Rohini IyerSenior Writer IJuly 3, 2009

WIMBLEDON, ENGLAND - JULY 02:  Dinara Safina of Russia wipes her face during the women's singles semi final match against Venus Williams of USA on Day Ten of the Wimbledon Lawn Tennis Championships at the All England Lawn Tennis and Croquet Club on July 2, 2009 in London, England.  (Photo by Ian Walton/Getty Images)

A qualifier would have played the Wimbledon semifinal with a bit more seriousness than what Safina displayed yesterday and she is supposed to be the reigning World No. 1... any layman would turn his head twice to confirm this piece of news, a grapevine about sighting a UFO will be better digested.

Was she thinking or was she playing like she was playing any ordinary exhibition match, is something Dinara only knows; as the best player atop the ranking charts there was no moment in the match when she proved that fact.

Undoubtedly, the Williamses are better grass court players and clashing against either of the two is a tricky situation indeed, but then when you are the "numero uno" player aspiring and gunning to get your first slam, it's your determination that puts you in the forefront than anything else.

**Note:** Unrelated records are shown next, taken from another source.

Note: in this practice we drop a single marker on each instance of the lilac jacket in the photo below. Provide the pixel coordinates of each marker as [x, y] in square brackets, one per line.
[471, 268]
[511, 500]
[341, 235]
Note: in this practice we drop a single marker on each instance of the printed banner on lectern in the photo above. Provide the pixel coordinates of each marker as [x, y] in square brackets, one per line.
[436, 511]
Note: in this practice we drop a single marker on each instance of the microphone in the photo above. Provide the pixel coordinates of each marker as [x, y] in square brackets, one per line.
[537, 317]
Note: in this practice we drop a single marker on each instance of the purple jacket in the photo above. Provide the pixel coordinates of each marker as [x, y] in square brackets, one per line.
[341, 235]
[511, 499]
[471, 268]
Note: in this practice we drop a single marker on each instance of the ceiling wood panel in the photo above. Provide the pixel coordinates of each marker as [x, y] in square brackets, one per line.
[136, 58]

Where was Dinara's determination and perseverance at that time? For the agonising 51 minutes that she spent on the Centre Court, it seemed that those adjectives had gone to take a walk in the park and were snickering somewhere in the background at her helplessness.

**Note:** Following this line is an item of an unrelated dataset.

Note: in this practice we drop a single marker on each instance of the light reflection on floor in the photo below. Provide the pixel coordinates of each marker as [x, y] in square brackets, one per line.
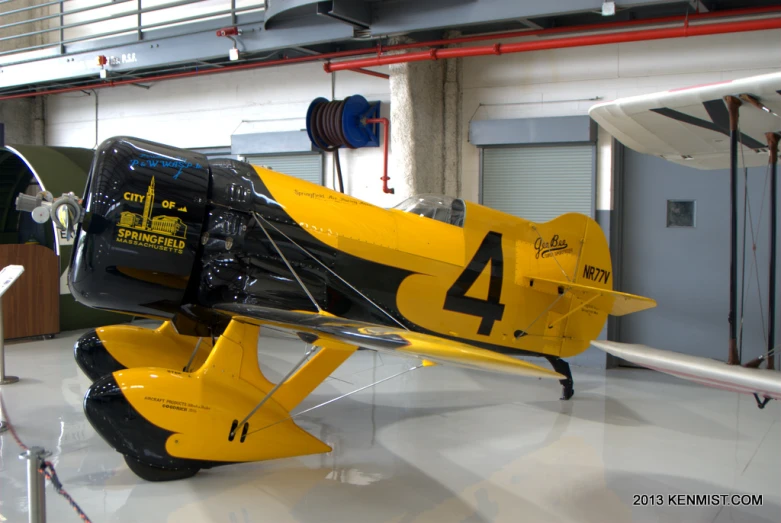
[436, 444]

And then she started yelling, ranting and muttering...as if that could aid her instead of her tennis playing abilities; and there was her coach [who glared and stared like he could freeze the hell out of Safina]. He himself gets so tensed sometimes, that one of these days in a fit of frustration one can expect him to come down from the coach's stand and start playing as a proxy whatever the repercussions might be later on.

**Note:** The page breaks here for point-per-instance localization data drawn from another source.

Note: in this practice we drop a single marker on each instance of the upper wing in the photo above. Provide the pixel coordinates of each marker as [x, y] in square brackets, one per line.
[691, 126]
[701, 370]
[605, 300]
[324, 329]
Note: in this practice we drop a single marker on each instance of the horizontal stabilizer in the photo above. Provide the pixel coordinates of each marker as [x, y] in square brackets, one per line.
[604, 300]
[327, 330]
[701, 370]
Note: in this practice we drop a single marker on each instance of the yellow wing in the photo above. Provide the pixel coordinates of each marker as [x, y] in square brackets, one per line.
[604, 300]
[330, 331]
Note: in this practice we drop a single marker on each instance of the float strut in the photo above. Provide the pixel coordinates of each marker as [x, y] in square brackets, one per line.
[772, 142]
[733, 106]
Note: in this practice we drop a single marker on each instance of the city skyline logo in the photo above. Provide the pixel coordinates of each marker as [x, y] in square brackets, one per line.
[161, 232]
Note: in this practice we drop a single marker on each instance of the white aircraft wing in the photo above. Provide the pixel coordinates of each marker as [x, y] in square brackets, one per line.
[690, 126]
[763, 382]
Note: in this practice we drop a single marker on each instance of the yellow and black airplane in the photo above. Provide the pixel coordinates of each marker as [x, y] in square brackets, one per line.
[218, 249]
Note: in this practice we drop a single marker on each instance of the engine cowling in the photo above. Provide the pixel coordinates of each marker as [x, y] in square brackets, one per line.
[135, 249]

A look at the match statistics will be abject misery for the Russian's fans; 16 unforced errors as opposed to one by her rival and a paltry figure of six winners opposite to 16 of them by the elder Williams. Additionally, Safina's matches which aren't complete without her giving double faults made her offer two of them at the Centre Court thus completing the perfect recipe of Safina's exit from the Championships.

Choking at the last stage of every slam seems to have become Safina's motto; 2008 French Open, 2009 Australian Open, 2009 French Open and now this. It's become more of a habitual ritual than anything else which will continue till the day she masters her own inner demons before she comes out on the playing arena to master her rivals.

This intangible inner turmoiled side of Dinara Safina coupled with the tangible-clumsy, clobbered and hampered movement on the court acts as Safina's downfall time and again.

She isn't by any chance the tallest woman on tour but her movements are worse than the tallest; rigidity and tautness are rife when she plays not to mention a complete lack of variety in her game which debilitates her when she is playing against seasoned rivals and players who outwit her with their unhampered court movements.

Her game is still incomplete and to be brutally honest she has a lot to learn, a long way to trudge if she really wants to hold on to the ichiban position in the women's draw with wins that substantiate the same.

Sadly after her semifinal down-in-the-dumps performance against Venus Williams at Wimbledon, it's doubtful as to whether she has managed to learn anything worthwhile from her previous mistakes or not.